華僑の拝金主義は徹底している。札を飾って一心に祈る信者も多い。
日本もこの三十年で銭万能社会になったが、その歴史と根性と徹底さでは到底敵わない。
インドネシアの90%(殆ど全てといっていい)の銭は華僑の手に落ちてしまったのは、プリブミ(土地人)が愚鈍だからではない。もし無力なら此処もアメリカンネイテイーブのように文化も抹殺され混血化が進んだだろう。
経済を乗っ取られたのは社会環境の激変への対応が遅れたに過ぎないが、銭社会が続く以上これを修復するのはそう簡単には行かないだろう。長年の習慣で銭に対する感覚が両者では全く異なるからだ。
いままではそれが美徳だった地方因習や絆、伝統や美的習慣さえもジャワ人の重荷になり判断を誤らせるウエットさに繋がる。
銭はドライで情け容赦なく薄汚い麻薬だが、それを飼い慣らすのが現代の正義で、それは一夕一朝には行かない。
家柄、地位も学歴も教養も要素にはならない。数百年この方隠忍自重してきた権力も地縁もない移住人が、この麻薬を操って国までも動かす勢いだ。
銭がすべて、結果がすべて、手段と過程は顧みられない殺伐荒廃した現世が出現してしまった。

どこの国でも似たりよったりで、銭と商業資本にまみれた世の中になってしまったが、この列島は人種も含めた偏りが在りすぎるのが悲しくもある。
人種偏見は今だに人間の視床脳髄に巣食う原始的意識で、解放できないまま差別や蔑視が横行する。
平和人権団体が安易に解決出来る柔な問題ではない。
華人系差別虐待が声高に叫ばれる動乱の中のインドネシアだが、同国国籍の華人にしてもインドネシア共和国に対する愛国心は皆無といわないまでも希薄にみえる。
此処は銭儲けの場所と割り切って考える。だから国の将来とか貧民に用はない。
両方とも彼等を保証してはくれないから。
隙あらば儲けようとする商人根性丸出しだから社会信用がない。その場限りの生き方に終始して銭で解決する方法を選ぶ(それしか手段がないともいえる)
非購買層(庶民)は敏感にそれを感じ取っている。毎日毎晩市場で店でそれを体感しながらシコリが増大してゆく。社会の仕組みが非協力非理解で組みあがっている。
おぞましい宗教上食習慣の違いもそれを助長する。
もし筆者がこちらの立場だったら、国を愛さない余所者帰れ、権力に癒着して私腹を肥やす悪徳商人は殺せと旗を掲げただろう。
スハルト全盛の二十年間それは頂点に達し、スハルト王国はリム、ボブ・ハサン始め綺羅星のチュコンに取り囲まれ栄耀栄華を謳歌した。
スハルト崩壊がチュコンの末路だが、もうその前にインドネシアの富は海外流出してしまっている。国の行く末より一家眷族の安泰が大切だから。
政権交代して新権力が表れても、既に第二第三のリムがボブがぴったりと寄り添っている。体質は文化の域にまで達して変わりようがない。

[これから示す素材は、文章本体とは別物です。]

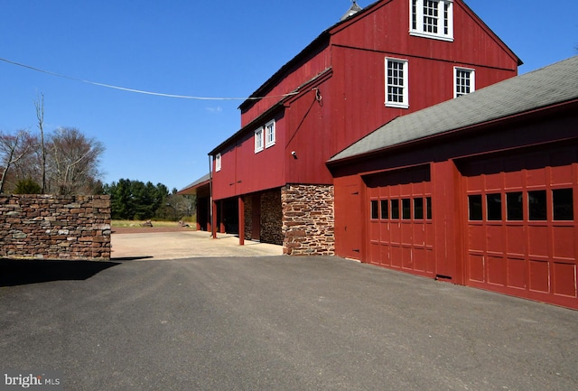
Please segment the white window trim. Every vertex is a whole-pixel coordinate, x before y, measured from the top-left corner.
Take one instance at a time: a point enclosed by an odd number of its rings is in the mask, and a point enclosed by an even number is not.
[[[470,73],[470,92],[463,95],[471,94],[476,90],[476,70],[471,68],[453,67],[453,98],[458,98],[458,70],[464,70]]]
[[[404,101],[402,103],[400,102],[390,102],[388,100],[388,91],[387,91],[387,88],[388,88],[388,83],[387,83],[387,70],[388,70],[388,64],[390,61],[395,61],[395,62],[401,62],[404,65],[404,93],[403,93],[403,99]],[[386,75],[386,82],[385,82],[385,92],[386,92],[386,107],[397,107],[397,108],[409,108],[409,72],[408,72],[408,61],[407,60],[402,60],[402,59],[394,59],[392,57],[386,57],[386,70],[385,70],[385,75]]]
[[[265,132],[263,126],[255,129],[255,153],[258,154],[259,152],[265,149]]]
[[[409,2],[409,34],[416,37],[432,38],[434,40],[453,42],[453,0],[436,0],[438,1],[438,33],[428,33],[424,30],[424,0],[411,0]],[[416,3],[416,28],[414,29],[414,3]],[[448,33],[445,33],[444,25],[444,6],[449,5],[448,9]]]
[[[219,172],[220,171],[220,164],[221,164],[221,155],[220,154],[217,154],[215,155],[215,172]]]
[[[275,145],[275,129],[276,126],[275,123],[275,119],[272,121],[267,122],[265,125],[265,147],[266,148],[269,148],[272,147],[273,145]],[[269,132],[269,129],[272,129],[271,132]],[[272,133],[273,134],[273,139],[269,140],[269,134]]]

困った事にスハルト時代に膨張した翼賛政党の役人軍人が大樹を失い、地方行政との癒着、小型スハルトファミリイを生み出していることだ。経験組織カリスマ性のない新政権では浄化は出来まい。スカルノでも為し得なかった大事業なのだ。

インドネシアの困難な将来
歴史的人為的な過去がこのような不自然な社会を構築してしまったのだが、壮大な実験が成功して、民族の融和が実現するのを祈るよりほかに良い考えは思いいたらない。
しかし多少の望みはある。

インドネシア華人の大多数はすでにこの地で生まれ育った人達で構成されている。
近世の華人移住から現在まで百年四世代をとってみれば、現在の華人コミュニテイは、独立、共産党非合法、対中国国交断絶、中国語禁止、同化政策など政治圧力もあって、一世は稀で二世代三世代に移行している。当然考え方は少しずつでも変化するのは当然であろう。
一代目は大陸色を強く残し子孫に伝えようと願った。コミュニテイに強く依存し保護され、固有の文化習慣、言語など現地住民との違いは大きく、またそれを助長させ、むしろ孤立化を選んだ。選民意識も相当なものだった。

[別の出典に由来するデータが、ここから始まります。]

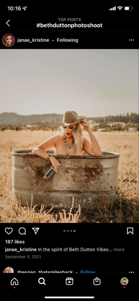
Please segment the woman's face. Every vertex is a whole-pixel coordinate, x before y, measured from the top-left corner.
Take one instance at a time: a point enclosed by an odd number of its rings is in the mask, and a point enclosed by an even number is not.
[[[12,38],[11,36],[8,36],[6,39],[7,45],[11,45],[12,42]]]
[[[9,270],[8,268],[6,268],[4,270],[5,273],[9,273]]]
[[[72,137],[72,132],[73,126],[63,126],[64,132],[66,137]]]

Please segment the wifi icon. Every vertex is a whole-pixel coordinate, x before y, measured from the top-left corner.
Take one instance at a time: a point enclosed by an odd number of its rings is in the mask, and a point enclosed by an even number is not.
[[[118,8],[118,9],[119,9],[119,10],[120,11],[122,8],[122,6],[118,6],[117,8]]]

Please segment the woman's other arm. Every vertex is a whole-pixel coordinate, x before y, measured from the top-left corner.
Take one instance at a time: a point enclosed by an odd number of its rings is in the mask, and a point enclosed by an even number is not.
[[[46,150],[54,147],[57,138],[57,136],[54,136],[47,139],[45,141],[35,147],[32,151],[32,154],[33,155],[37,155],[44,159],[47,159],[48,154],[46,152]]]

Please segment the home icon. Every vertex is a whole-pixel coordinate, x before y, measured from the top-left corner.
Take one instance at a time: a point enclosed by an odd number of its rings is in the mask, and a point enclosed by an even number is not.
[[[13,278],[11,281],[11,285],[18,285],[18,281],[16,278]]]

時の経過で、三代目になると、それまでの堅い絆は僅かだが明らかに変化して混血や同化もみられるようだ。心の中の堅固な核(華人の誇り現地人蔑視)だけでは生きられない環境を自ら招来して、母国語さえ操れない華人が日毎に増えて僅かずつ共和国への忠誠、帰属意識が芽生えはじめている。

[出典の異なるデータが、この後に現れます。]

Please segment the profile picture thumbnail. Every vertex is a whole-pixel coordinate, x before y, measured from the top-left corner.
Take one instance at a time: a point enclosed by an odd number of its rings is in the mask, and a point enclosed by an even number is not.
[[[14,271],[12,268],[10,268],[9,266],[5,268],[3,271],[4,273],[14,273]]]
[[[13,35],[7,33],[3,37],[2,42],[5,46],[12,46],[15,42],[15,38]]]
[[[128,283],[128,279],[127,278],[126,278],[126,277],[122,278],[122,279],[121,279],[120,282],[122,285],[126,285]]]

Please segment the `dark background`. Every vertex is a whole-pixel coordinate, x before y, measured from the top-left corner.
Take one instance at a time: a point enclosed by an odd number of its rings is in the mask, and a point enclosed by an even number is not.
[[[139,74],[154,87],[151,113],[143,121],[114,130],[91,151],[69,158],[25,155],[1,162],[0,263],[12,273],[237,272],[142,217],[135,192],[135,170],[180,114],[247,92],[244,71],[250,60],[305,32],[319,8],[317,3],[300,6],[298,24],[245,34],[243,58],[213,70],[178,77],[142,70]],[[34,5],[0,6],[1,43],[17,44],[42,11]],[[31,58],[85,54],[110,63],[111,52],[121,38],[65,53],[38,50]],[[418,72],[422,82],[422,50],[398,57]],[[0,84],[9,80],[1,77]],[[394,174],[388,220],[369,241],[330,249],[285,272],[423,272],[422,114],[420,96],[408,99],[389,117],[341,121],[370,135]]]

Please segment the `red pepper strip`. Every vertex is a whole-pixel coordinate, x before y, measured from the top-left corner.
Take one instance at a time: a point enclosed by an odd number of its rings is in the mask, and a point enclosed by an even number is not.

これに政府の同化策が拍車をかける。国籍取得、新規移民禁止、公式中国語教育、文字出版禁止等。
列島側も無意識的にも変化して、都市化(華人比率が高い)が社会をリードするようになり、そこでは華人語が現地語会話に多く使われ、若者達のこだわりは少ないように変わっている。
消費経済に組み入れられれば、お互いに否応無しに協調せざるをえない。
裕福な華人青年層が多数留学して近代感覚を持って帰国して家業を継ぐ。一家の安全から計画的に兄弟子弟を他国に出して貿易相手、情報源と金融操作に当たらせ、決断もワンマン的に迅速だから競争力では太刀打ち出来ない。しかしそれらが国際商習慣で事業を見直して、消費者あっての企業との自覚が芽生え、市場にあった物作りを考える。長期投資もいとわない。華系インドネシア人として。
土地の男達も同様に教育知識層が増えて、世界の視野で華人を見れるようになる。
情報の交錯で、喧嘩している暇なぞなく、協調してこの巨大資源国を発展させて行けまいか。情報は限られた政商が権力と甘い汁を吸える状況ではなくなりつつある。

公称六百万人といえば、最大種族ジャワ・スンダ人に次ぐ人口なのだ。多民族のこの国では種族差別意識は比較的少ない。華人の面相が違っても、世代的な眼で見れば同化の可能性はある。混血がそれを助長するのは冒頭の古い町々を見れば明らかだ。
中国移民は頑なに己れの出目を守って同化しないといった過去の論拠は弱い。
インドネシア人と言っても、イリアンの人を見る彼等の眼がやや異なる(影響力が小さいから無視も出来る)ように、華人もその異なりはあっても、いずれはきっと同化することだろう。
人口に占める異人種の割合が少ないと人間はその本性剥き出しで迫害し、同等だと血を血で洗う主導権争いが止まないのは世界をみれば一目瞭然だが、インドネシア列島における移住華人にその公式は当てはまらない。
もう一度言う。六百万人ははんぱな数ではない。商才に長けた一種族として共和国に貢献する日がそこまで来ている気がするのだが。